Autonomy Institute, a US-based cooperative research consortium focused on advancing and accelerating autonomy and AI at the edge (where computation and data storage are brought closer to where they are needed), has announced plans to launch a Public Infrastructure Network Node (PINN) pilot at the Texas Military Department in Austin, Texas.
PINN is set to be the first unified open standard to incorporate 5G wireless, edge computing, radar, lidar, enhanced GPS and intelligent transportation systems (ITS) as a single unified system.
According to Autonomy Institute, PINN represents a breakthrough in digital infrastructure, solving the current challenge of delivering low-latency computing and sensors at the edge while avoiding unsightly urban infrastructure sprawl. Connected and autonomous vehicles (CAV) in particular, and many other smart city applications, require sub-10 millisecond latencies and high bandwidths to operate safely. PINNs filled with sensors and communication and edge computing equipment will be placed 305m away from each other and will look similar to street lights.

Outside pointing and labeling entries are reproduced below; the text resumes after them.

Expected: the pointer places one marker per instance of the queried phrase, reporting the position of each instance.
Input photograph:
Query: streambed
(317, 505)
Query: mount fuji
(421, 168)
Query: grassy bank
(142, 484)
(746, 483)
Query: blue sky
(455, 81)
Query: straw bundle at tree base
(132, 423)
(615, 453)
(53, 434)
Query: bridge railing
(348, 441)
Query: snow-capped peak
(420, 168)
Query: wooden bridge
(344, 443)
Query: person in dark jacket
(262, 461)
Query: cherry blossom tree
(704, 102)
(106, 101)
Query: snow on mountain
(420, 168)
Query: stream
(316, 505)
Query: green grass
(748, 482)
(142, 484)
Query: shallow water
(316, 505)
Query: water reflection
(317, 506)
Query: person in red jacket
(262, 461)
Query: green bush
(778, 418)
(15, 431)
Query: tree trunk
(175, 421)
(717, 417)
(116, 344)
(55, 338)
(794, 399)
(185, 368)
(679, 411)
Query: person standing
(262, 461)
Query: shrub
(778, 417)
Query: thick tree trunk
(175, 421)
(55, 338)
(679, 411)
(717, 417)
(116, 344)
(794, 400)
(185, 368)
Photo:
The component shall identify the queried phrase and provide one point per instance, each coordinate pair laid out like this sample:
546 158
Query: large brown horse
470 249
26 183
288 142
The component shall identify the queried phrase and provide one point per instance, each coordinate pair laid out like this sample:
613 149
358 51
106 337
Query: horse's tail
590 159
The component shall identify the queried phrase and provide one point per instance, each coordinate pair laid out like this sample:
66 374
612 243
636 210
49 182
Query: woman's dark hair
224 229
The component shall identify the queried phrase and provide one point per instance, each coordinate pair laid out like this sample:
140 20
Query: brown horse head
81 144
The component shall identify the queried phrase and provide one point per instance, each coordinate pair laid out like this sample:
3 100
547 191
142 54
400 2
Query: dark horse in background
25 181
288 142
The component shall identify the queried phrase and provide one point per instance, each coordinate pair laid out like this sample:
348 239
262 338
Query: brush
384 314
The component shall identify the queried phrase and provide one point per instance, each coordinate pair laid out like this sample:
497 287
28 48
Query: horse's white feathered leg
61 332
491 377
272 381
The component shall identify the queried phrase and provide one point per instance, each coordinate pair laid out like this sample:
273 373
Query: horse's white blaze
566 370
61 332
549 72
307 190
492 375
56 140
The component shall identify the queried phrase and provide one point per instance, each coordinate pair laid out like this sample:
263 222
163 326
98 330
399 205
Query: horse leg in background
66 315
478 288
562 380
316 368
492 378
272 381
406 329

“Investment in 21st century intelligent and autonomous infrastructure is among the highest priorities for stimulating economic expansion, national security and job growth. Edge computing, 5G wireless, intelligent transportation systems, resilient alternative positioning, navigation timing (APNT) and resilient electrical grids will drive the largest infrastructure buildout in our nation’s history. Digital edge will drive the world economy,” said Jeffrey DeCoux, chairman and fellow at Autonomy Institute.
PINN is seen as the critical element required to advance intelligent and autonomous solutions for city resilience, and Autonomy Institute says its goal is to have tens of thousands of PINNs deployed by mid-2022.